Prioritized experience replay buffer error.
nsidn98 opened this issue · 1 comments
nsidn98 commented
I think this should be loss = (td_error.pow(2)*weights).mean().to(self.device)
instead of loss = td_error.pow(2)*weights.mean().to(self.device)
. Without those brackets, loss is a vector of shape [batch_size, 1] instead of a scalar.
Command to reproduce the error:
python run_atari_dqn.py -env CartPole-v0 -agent dqn+per -frames 30000 -m 500000 --fill_buffer 50000 -eps_frames 1000 -seed 42 -info testCP
The error:
Traceback (most recent call last):
File "run_atari_dqn.py", line 220, in <module>
final_average100 = run(frames = args.frames//args.worker, eps_fixed=eps_fixed, eps_frames=args.eps_frames//args.worker, min_eps=args.min_eps, eval_every=args.eval_every//args.worker, eval_runs=args.eval_runs, worker=args.worker)

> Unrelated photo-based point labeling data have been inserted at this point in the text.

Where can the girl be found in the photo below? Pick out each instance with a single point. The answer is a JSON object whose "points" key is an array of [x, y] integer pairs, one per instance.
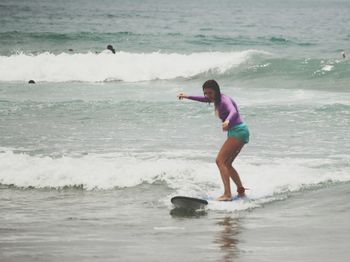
{"points": [[237, 135]]}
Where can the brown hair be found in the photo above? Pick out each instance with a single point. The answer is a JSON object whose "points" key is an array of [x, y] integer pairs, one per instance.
{"points": [[212, 84]]}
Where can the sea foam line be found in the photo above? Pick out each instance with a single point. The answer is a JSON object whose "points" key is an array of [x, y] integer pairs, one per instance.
{"points": [[123, 66]]}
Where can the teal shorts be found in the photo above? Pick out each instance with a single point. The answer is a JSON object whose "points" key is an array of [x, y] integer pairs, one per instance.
{"points": [[240, 132]]}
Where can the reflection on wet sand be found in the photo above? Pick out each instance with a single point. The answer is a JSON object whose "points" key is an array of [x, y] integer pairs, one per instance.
{"points": [[227, 238]]}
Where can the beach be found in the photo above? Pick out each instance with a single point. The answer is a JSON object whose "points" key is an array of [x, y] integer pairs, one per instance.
{"points": [[91, 154]]}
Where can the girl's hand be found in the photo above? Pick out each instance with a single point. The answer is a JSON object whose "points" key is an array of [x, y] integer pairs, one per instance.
{"points": [[182, 96], [225, 125]]}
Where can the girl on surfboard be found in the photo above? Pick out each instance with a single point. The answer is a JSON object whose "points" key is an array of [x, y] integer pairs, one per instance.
{"points": [[237, 135]]}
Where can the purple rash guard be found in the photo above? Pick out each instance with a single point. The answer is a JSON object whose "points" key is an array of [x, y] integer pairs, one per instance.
{"points": [[227, 109]]}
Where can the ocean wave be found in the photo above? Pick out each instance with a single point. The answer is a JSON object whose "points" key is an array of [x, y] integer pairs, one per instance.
{"points": [[186, 177], [123, 66]]}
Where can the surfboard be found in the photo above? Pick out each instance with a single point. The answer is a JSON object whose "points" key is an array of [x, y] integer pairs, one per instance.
{"points": [[188, 203]]}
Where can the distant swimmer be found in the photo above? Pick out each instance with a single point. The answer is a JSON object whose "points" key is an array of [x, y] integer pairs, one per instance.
{"points": [[237, 134], [109, 50]]}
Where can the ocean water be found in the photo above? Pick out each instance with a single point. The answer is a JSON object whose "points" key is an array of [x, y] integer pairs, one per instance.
{"points": [[91, 154]]}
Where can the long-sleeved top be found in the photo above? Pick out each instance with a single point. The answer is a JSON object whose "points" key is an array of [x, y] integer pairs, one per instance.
{"points": [[227, 109]]}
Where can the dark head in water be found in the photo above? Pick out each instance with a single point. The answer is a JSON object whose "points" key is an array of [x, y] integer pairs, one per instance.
{"points": [[211, 90], [110, 47]]}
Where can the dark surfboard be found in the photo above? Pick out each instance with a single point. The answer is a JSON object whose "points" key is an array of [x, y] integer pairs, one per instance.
{"points": [[189, 203]]}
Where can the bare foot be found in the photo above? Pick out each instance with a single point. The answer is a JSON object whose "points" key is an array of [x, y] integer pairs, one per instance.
{"points": [[224, 198]]}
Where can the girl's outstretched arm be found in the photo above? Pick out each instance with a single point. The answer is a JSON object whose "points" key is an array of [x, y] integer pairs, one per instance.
{"points": [[196, 98]]}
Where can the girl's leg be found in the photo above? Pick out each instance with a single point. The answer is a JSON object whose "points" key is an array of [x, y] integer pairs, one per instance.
{"points": [[227, 154]]}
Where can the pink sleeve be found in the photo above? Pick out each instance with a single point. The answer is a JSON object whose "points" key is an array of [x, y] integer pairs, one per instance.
{"points": [[231, 109]]}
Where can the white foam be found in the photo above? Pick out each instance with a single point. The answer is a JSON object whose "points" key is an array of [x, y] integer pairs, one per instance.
{"points": [[130, 67], [327, 68]]}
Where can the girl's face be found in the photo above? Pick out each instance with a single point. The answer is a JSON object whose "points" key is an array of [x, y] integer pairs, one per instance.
{"points": [[209, 93]]}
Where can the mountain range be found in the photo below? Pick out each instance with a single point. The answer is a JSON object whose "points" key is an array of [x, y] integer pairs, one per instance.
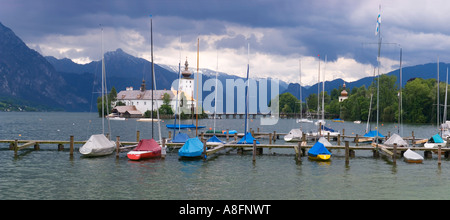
{"points": [[46, 83]]}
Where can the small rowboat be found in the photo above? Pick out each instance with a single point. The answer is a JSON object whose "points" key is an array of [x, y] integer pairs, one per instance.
{"points": [[319, 152], [412, 157], [147, 148]]}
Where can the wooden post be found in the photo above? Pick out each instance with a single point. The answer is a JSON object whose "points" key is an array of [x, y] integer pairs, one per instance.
{"points": [[394, 156], [71, 146], [163, 148], [439, 155], [117, 146], [347, 153], [254, 150]]}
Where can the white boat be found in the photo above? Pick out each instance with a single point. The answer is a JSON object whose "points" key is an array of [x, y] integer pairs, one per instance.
{"points": [[294, 135], [304, 120], [97, 145], [412, 157]]}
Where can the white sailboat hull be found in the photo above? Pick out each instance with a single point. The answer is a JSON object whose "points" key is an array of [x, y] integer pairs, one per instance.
{"points": [[97, 145], [412, 157]]}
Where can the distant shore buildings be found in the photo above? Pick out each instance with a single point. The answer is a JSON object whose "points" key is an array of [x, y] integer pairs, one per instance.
{"points": [[137, 102]]}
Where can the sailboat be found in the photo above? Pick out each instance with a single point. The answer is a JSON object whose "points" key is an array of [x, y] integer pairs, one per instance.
{"points": [[445, 126], [409, 155], [376, 134], [98, 144], [248, 138], [323, 130], [293, 135], [180, 137], [193, 147], [214, 139], [301, 119], [147, 148], [296, 133], [319, 152]]}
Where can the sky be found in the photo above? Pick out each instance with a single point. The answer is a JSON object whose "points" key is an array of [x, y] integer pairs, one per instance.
{"points": [[280, 39]]}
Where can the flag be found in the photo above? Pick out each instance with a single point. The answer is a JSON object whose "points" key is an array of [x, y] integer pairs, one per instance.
{"points": [[377, 30]]}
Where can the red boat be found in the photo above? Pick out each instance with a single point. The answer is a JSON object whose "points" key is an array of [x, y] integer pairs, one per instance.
{"points": [[147, 148]]}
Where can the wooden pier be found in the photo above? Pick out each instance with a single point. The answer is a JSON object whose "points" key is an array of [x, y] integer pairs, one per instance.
{"points": [[342, 143]]}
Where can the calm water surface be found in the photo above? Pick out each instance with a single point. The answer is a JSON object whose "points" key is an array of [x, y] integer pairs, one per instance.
{"points": [[51, 174]]}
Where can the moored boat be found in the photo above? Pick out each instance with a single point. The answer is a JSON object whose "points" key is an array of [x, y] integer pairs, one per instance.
{"points": [[412, 157], [191, 149], [147, 148], [435, 141], [319, 152], [293, 135]]}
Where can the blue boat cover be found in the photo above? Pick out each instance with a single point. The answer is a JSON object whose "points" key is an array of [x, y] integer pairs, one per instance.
{"points": [[182, 126], [436, 139], [317, 149], [247, 139], [192, 148], [229, 131], [180, 138], [373, 134], [327, 129], [214, 139]]}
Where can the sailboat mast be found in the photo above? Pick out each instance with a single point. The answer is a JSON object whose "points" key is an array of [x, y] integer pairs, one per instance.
{"points": [[300, 89], [215, 94], [323, 91], [151, 42], [178, 89], [196, 110], [318, 91], [247, 89], [378, 74], [103, 88], [400, 128], [437, 95], [444, 118]]}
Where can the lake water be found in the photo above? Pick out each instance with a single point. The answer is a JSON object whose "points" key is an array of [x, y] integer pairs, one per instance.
{"points": [[51, 174]]}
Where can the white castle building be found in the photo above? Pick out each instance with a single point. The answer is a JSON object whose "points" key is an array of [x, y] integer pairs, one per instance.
{"points": [[137, 102]]}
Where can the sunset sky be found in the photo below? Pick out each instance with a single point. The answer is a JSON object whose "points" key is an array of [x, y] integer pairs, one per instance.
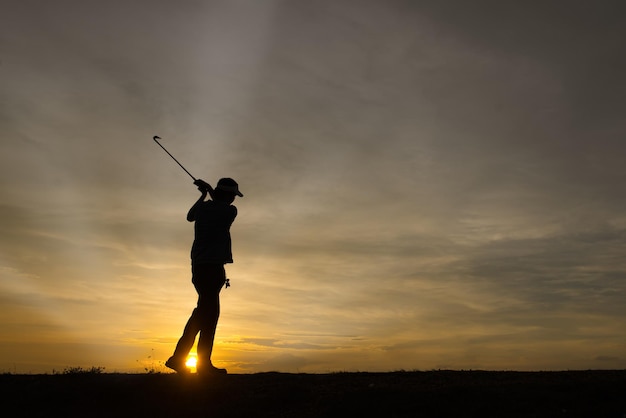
{"points": [[428, 184]]}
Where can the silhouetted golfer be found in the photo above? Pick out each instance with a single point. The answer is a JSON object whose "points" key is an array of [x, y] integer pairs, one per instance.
{"points": [[210, 251]]}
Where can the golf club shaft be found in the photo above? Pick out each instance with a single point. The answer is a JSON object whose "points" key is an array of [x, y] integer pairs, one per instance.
{"points": [[168, 153]]}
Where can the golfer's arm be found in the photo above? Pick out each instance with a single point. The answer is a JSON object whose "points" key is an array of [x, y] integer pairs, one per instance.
{"points": [[191, 215]]}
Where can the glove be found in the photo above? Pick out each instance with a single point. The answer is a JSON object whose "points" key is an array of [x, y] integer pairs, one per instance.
{"points": [[203, 186]]}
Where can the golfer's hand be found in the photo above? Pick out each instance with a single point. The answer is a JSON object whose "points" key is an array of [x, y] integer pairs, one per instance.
{"points": [[203, 186]]}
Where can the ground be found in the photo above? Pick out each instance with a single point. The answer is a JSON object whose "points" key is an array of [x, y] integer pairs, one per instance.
{"points": [[395, 394]]}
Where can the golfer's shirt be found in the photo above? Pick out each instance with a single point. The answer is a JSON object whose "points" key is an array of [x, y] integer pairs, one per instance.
{"points": [[212, 243]]}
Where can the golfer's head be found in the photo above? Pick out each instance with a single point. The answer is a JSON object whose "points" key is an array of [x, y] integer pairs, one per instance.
{"points": [[227, 189]]}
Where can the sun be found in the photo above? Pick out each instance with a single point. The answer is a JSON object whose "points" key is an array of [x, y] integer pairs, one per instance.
{"points": [[191, 362]]}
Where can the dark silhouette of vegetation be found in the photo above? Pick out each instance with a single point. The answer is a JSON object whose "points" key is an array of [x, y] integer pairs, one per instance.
{"points": [[395, 394]]}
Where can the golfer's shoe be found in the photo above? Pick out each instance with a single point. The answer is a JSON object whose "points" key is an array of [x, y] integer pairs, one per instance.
{"points": [[211, 370], [178, 365]]}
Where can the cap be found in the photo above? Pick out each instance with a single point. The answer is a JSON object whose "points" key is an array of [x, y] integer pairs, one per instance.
{"points": [[228, 185]]}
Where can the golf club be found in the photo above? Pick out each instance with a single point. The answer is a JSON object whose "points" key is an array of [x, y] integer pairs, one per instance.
{"points": [[168, 153]]}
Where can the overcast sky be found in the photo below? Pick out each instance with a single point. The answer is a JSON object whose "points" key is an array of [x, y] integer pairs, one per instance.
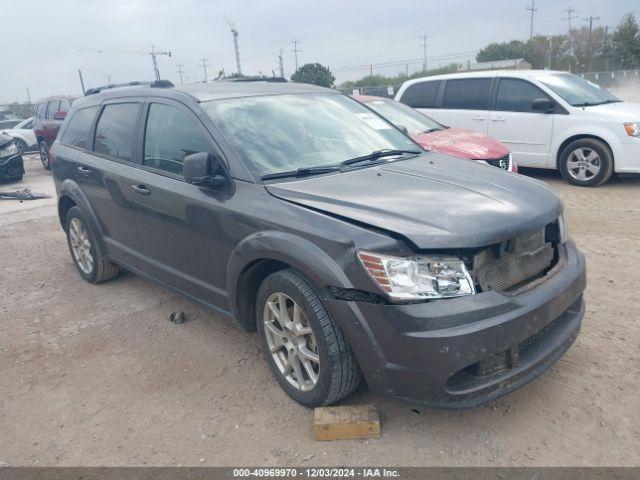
{"points": [[45, 42]]}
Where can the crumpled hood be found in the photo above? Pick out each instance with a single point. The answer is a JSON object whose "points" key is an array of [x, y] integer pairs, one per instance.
{"points": [[435, 201], [462, 143]]}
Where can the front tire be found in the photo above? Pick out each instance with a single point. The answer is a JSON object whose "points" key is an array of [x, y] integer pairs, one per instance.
{"points": [[44, 154], [86, 253], [305, 348], [586, 162], [21, 144]]}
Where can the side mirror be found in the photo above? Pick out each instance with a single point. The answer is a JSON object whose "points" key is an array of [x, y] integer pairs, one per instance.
{"points": [[203, 168], [543, 105]]}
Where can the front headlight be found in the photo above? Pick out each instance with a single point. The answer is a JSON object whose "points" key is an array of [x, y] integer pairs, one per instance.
{"points": [[9, 149], [632, 128], [415, 278]]}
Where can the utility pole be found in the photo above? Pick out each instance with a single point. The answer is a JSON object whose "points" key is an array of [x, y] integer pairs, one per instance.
{"points": [[570, 16], [424, 51], [81, 80], [532, 9], [180, 71], [154, 54], [295, 50], [236, 48], [204, 67], [590, 20], [281, 64]]}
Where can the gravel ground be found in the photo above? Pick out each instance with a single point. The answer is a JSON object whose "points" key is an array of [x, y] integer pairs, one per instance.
{"points": [[97, 375]]}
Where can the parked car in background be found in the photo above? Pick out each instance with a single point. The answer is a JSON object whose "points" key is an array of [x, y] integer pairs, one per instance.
{"points": [[11, 163], [8, 119], [434, 136], [23, 135], [547, 119], [50, 113], [298, 212]]}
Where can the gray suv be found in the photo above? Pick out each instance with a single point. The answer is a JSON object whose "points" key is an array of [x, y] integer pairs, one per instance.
{"points": [[302, 214]]}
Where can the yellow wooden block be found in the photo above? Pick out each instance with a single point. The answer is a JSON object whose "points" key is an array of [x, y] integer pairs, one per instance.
{"points": [[344, 423]]}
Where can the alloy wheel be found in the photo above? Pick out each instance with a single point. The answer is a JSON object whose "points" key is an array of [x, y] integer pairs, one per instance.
{"points": [[81, 245], [583, 164], [291, 341]]}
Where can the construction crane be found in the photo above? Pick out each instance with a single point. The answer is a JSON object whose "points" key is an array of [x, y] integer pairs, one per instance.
{"points": [[139, 51], [234, 32]]}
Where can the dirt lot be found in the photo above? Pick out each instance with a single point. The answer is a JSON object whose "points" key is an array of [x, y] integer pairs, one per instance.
{"points": [[96, 375]]}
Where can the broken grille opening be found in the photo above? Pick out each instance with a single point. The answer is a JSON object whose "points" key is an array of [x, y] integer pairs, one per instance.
{"points": [[513, 264]]}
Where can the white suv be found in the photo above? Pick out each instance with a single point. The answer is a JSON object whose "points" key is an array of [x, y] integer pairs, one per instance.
{"points": [[547, 119]]}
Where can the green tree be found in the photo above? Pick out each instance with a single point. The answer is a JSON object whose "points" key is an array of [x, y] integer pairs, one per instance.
{"points": [[502, 51], [626, 43], [315, 74]]}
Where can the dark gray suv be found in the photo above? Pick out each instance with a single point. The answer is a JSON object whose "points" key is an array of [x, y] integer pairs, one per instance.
{"points": [[302, 214]]}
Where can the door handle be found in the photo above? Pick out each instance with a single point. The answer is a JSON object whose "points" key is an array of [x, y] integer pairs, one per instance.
{"points": [[141, 189]]}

File "run_atari_dqn.py", line 77, in run
agent.step(s, a, r, ns, d, writer)
File "/Users/user/Downloads/DQN-Atari-Agents/Agents/dqn_agent.py", line 122, in step
loss = self.learn_per(experiences)
File "/Users/user/Downloads/DQN-Atari-Agents/Agents/dqn_agent.py", line 239, in learn_per
loss.backward()
File "/Users/user/opt/miniconda3/envs/py36/lib/python3.6/site-packages/torch/tensor.py", line 185, in backward
torch.autograd.backward(self, gradient, retain_graph, create_graph)
File "/Users/user/opt/miniconda3/envs/py36/lib/python3.6/site-packages/torch/autograd/__init__.py", line 121, in backward
grad_tensors = _make_grads(tensors, grad_tensors)
File "/Users/user/opt/miniconda3/envs/py36/lib/python3.6/site-packages/torch/autograd/__init__.py", line 47, in _make_grads
raise RuntimeError("grad can be implicitly created only for scalar outputs")
RuntimeError: grad can be implicitly created only for scalar outputs
If you want I can submit a PR for that (although the change is a minor one:P).
BY571 commented
Hey, sorry for the late reply had some problems with github. and yes you are totally right! ill change it thanks a lot!